= Usha Chinoy =

Indian educationist and musician

Usha Chinoy performing in 1969.

Usha Chinoy (1929–2004) was an Indian educationist and musician from Rajkot, Gujarat.

== Early life and education ==
Usha Chinoy (née Joshi) was born in the former princely state of Jamnagar (Nawanagar) in the Kathiawar peninsula (Saurashtra) of Gujarat to Trambaklal Manishankar Joshi and Yashomati Joshi. She completed her BA (Hons.) at the Dharmendrasinhji College in Rajkot. She later also obtained a diploma in music through the Sangeet Visharad and Hindustani Vineet degrees. In the city of Jamnagar, she was the first elected female member of the municipal corporation and also Principal of the Sajuba Girls High School from the late 1940s till the early 1950s. Her grandfather, poet and author Vaidya Shastri Manishankar Govindji, founded the famous Atank Nigrah pharmacy, an Ayurvedic firm of great repute, in Jamnagar in 1881. The firm had branches in Bombay (Mumbai), Calcutta (Kolkata), Madras (Chennai), Poona (Pune), Karachi, Colombo, Rangoon (Yangon), Penang and Singapore.

== Career ==
Usha commenced her singing career in the 1940s with songs recorded for Young India. Her repertoire on All India Radio and later on the TV channel Doordarshan during the 1960s and 1980s included Gujarati and Urdu ghazals, bhajans, thumris, Gujarati folk songs and light music.

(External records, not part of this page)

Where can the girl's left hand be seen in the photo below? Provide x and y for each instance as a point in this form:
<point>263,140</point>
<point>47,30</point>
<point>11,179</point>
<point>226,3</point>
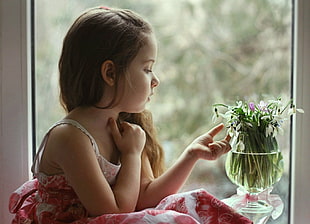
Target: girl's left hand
<point>204,147</point>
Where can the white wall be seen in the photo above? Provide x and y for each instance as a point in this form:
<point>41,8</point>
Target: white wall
<point>15,128</point>
<point>14,156</point>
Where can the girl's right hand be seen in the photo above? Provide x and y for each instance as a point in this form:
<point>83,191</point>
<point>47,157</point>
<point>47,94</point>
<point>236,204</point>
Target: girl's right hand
<point>129,138</point>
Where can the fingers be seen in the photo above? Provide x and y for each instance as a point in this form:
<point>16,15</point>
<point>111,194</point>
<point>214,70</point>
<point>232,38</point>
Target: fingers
<point>214,131</point>
<point>227,138</point>
<point>116,134</point>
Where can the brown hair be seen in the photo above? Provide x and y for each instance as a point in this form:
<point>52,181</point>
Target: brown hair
<point>98,35</point>
<point>152,149</point>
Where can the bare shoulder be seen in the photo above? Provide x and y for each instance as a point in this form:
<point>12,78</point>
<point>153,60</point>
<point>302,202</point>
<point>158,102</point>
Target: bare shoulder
<point>66,144</point>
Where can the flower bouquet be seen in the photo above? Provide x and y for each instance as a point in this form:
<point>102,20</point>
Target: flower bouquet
<point>255,162</point>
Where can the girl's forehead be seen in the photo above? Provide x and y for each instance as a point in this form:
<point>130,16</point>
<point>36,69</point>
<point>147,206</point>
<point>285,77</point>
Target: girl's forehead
<point>149,51</point>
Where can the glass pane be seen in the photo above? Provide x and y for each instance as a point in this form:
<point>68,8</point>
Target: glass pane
<point>209,52</point>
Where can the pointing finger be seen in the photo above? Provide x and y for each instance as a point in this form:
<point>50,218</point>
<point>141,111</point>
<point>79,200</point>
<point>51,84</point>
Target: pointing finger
<point>227,138</point>
<point>214,131</point>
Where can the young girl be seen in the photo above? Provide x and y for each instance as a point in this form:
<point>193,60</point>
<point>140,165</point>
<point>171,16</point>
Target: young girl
<point>102,163</point>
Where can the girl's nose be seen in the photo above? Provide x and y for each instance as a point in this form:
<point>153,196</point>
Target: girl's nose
<point>155,81</point>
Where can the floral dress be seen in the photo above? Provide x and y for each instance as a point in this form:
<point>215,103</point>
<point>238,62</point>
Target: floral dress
<point>51,200</point>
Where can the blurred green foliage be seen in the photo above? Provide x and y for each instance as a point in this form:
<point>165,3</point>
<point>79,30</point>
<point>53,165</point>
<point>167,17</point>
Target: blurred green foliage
<point>209,52</point>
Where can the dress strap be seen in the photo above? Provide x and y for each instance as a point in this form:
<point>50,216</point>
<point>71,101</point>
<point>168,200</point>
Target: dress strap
<point>37,159</point>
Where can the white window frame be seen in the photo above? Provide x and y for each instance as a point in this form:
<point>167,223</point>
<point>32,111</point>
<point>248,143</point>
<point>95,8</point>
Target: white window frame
<point>15,100</point>
<point>300,175</point>
<point>15,105</point>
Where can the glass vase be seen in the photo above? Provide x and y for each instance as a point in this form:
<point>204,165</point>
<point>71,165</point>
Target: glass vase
<point>254,171</point>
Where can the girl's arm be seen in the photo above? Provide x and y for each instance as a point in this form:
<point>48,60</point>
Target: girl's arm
<point>154,190</point>
<point>74,154</point>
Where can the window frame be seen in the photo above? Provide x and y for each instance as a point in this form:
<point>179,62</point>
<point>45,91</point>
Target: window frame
<point>16,133</point>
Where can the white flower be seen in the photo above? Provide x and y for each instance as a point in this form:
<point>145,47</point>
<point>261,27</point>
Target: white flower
<point>269,130</point>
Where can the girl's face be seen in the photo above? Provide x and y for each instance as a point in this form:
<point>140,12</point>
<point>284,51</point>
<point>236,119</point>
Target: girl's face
<point>141,80</point>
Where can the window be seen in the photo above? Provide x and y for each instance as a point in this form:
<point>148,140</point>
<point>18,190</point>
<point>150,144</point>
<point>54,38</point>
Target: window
<point>15,111</point>
<point>208,53</point>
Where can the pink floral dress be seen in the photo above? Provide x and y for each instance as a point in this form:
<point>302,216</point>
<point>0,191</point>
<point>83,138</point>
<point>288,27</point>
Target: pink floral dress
<point>51,200</point>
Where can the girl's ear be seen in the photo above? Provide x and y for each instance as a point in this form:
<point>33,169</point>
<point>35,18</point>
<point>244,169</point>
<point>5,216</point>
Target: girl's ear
<point>108,72</point>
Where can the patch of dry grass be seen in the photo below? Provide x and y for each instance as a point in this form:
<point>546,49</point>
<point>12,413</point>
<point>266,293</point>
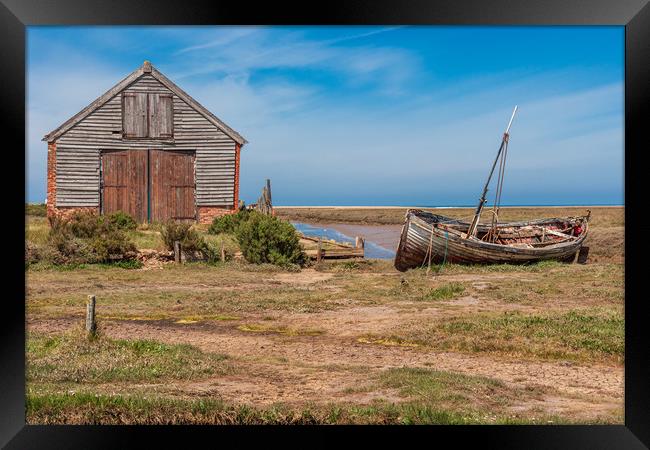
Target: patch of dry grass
<point>593,335</point>
<point>272,329</point>
<point>72,357</point>
<point>600,216</point>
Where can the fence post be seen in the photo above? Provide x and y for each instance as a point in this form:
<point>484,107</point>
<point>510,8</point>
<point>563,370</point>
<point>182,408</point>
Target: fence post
<point>177,252</point>
<point>91,325</point>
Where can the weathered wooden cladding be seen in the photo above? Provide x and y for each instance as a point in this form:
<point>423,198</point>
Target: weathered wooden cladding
<point>78,149</point>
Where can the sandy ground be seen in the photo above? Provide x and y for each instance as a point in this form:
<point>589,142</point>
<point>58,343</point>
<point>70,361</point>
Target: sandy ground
<point>386,236</point>
<point>332,365</point>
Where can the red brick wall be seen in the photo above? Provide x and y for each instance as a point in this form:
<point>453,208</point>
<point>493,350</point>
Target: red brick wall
<point>236,196</point>
<point>51,178</point>
<point>205,213</point>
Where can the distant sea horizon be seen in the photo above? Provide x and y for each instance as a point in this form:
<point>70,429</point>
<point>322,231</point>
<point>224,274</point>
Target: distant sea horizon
<point>456,206</point>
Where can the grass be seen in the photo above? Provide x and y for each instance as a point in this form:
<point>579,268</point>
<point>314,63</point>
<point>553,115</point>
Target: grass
<point>600,216</point>
<point>35,209</point>
<point>580,335</point>
<point>71,357</point>
<point>261,328</point>
<point>445,292</point>
<point>540,312</point>
<point>88,408</point>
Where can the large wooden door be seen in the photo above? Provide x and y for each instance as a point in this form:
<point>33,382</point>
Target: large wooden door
<point>124,178</point>
<point>171,185</point>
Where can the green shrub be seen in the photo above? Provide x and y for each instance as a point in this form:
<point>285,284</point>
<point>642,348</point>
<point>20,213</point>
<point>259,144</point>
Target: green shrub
<point>267,239</point>
<point>83,224</point>
<point>229,222</point>
<point>189,238</point>
<point>122,220</point>
<point>83,238</point>
<point>112,245</point>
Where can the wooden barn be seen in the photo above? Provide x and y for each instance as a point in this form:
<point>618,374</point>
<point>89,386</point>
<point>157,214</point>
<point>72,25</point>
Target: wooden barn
<point>147,148</point>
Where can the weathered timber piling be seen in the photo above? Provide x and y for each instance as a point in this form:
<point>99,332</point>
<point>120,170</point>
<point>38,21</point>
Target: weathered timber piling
<point>177,252</point>
<point>264,203</point>
<point>319,252</point>
<point>583,253</point>
<point>91,325</point>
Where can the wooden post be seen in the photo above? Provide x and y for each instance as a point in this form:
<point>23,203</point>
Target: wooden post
<point>320,249</point>
<point>582,255</point>
<point>177,252</point>
<point>268,191</point>
<point>91,325</point>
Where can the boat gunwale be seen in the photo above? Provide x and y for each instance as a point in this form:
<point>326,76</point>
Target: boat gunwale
<point>473,242</point>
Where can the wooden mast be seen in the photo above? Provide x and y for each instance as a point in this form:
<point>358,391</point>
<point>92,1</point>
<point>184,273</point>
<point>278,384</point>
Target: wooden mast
<point>471,231</point>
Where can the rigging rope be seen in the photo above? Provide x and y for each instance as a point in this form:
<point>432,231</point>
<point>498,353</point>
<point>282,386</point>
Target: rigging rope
<point>492,233</point>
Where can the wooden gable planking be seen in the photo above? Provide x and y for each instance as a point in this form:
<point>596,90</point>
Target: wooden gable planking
<point>78,149</point>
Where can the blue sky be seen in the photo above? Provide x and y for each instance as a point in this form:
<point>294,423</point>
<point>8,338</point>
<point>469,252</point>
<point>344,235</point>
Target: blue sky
<point>380,115</point>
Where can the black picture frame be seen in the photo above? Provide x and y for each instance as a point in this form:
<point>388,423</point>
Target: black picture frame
<point>15,15</point>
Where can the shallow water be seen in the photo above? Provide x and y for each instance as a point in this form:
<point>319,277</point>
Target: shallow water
<point>372,249</point>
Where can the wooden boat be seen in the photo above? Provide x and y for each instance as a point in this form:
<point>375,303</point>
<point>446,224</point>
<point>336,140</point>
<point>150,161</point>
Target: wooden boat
<point>444,239</point>
<point>430,238</point>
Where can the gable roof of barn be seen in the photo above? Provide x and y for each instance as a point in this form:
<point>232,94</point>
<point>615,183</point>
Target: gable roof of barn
<point>146,68</point>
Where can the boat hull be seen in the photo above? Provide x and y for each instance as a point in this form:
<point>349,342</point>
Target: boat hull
<point>419,233</point>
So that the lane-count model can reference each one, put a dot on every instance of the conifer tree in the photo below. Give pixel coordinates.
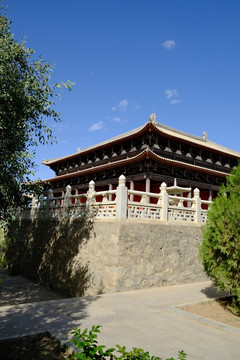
(220, 249)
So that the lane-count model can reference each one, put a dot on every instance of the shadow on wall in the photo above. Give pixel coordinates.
(47, 251)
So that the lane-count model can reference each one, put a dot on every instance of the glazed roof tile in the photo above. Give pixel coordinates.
(161, 128)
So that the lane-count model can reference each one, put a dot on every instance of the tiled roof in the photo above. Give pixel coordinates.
(144, 154)
(160, 128)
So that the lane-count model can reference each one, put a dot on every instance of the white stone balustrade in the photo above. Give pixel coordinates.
(165, 207)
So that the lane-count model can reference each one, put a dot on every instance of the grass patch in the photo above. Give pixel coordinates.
(37, 347)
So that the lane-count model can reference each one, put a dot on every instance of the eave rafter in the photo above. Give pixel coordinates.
(148, 127)
(145, 154)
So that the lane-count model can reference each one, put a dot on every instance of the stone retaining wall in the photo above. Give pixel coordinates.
(81, 258)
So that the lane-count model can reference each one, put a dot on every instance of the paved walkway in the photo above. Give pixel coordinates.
(145, 318)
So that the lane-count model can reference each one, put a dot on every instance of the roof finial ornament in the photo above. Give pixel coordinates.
(205, 136)
(152, 118)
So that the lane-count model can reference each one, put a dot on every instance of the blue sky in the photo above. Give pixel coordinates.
(129, 58)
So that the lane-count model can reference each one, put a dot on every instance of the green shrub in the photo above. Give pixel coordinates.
(220, 249)
(3, 247)
(86, 342)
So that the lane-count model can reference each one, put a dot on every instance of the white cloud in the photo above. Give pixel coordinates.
(175, 101)
(169, 44)
(136, 105)
(171, 93)
(172, 96)
(97, 126)
(116, 119)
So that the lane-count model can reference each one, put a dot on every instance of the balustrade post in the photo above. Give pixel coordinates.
(34, 206)
(121, 198)
(66, 200)
(90, 196)
(164, 195)
(49, 197)
(197, 207)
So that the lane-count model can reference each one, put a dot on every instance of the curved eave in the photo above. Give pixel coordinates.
(185, 138)
(171, 134)
(118, 139)
(146, 154)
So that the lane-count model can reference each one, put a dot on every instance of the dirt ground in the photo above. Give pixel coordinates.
(216, 310)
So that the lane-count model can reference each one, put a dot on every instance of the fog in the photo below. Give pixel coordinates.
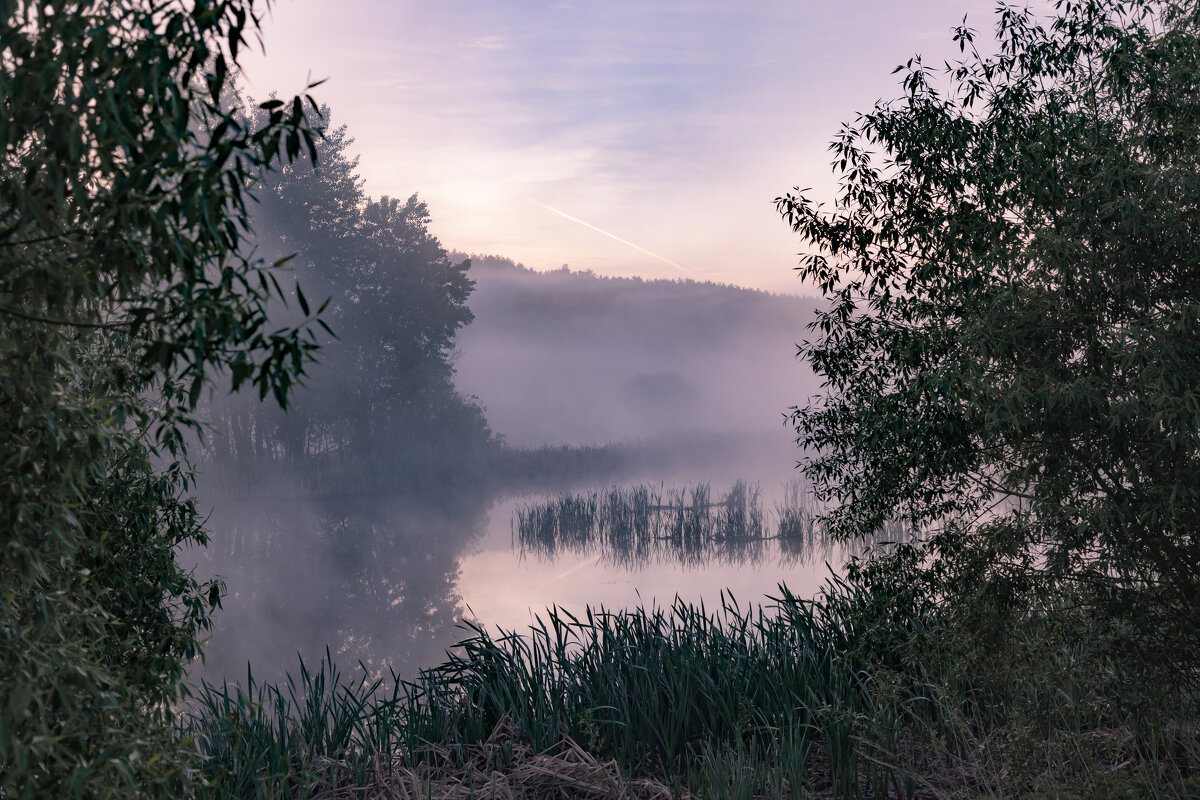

She was also a playback singer for Gujarati films. From 1964 to 1974, she was the founding head of the Department of Arts, Crafts and Music and teacher at the Rajkumar College, Rajkot. In 1967 she went to the United States as part of the Experiment in International Living program.

== Personal life ==
Usha was married to senior Indian Police Service officer Romeshchandra Chinoy (1925–1991). Her elder sibling, Suresh T. Joshi, was the principal of the Gujarat Ayurveda College in Jamnagar in the 1960s and 1970s. Usha was the daughter-in-law of barrister C. N. Chinoy, Dewan of the former princely state of Rajkot. She died in 2004 in Shanghai, China, and was survived by her three children, one of whom, Sujan R. Chinoy, was appointed Indian Ambassador to Mexico, and by five grandchildren.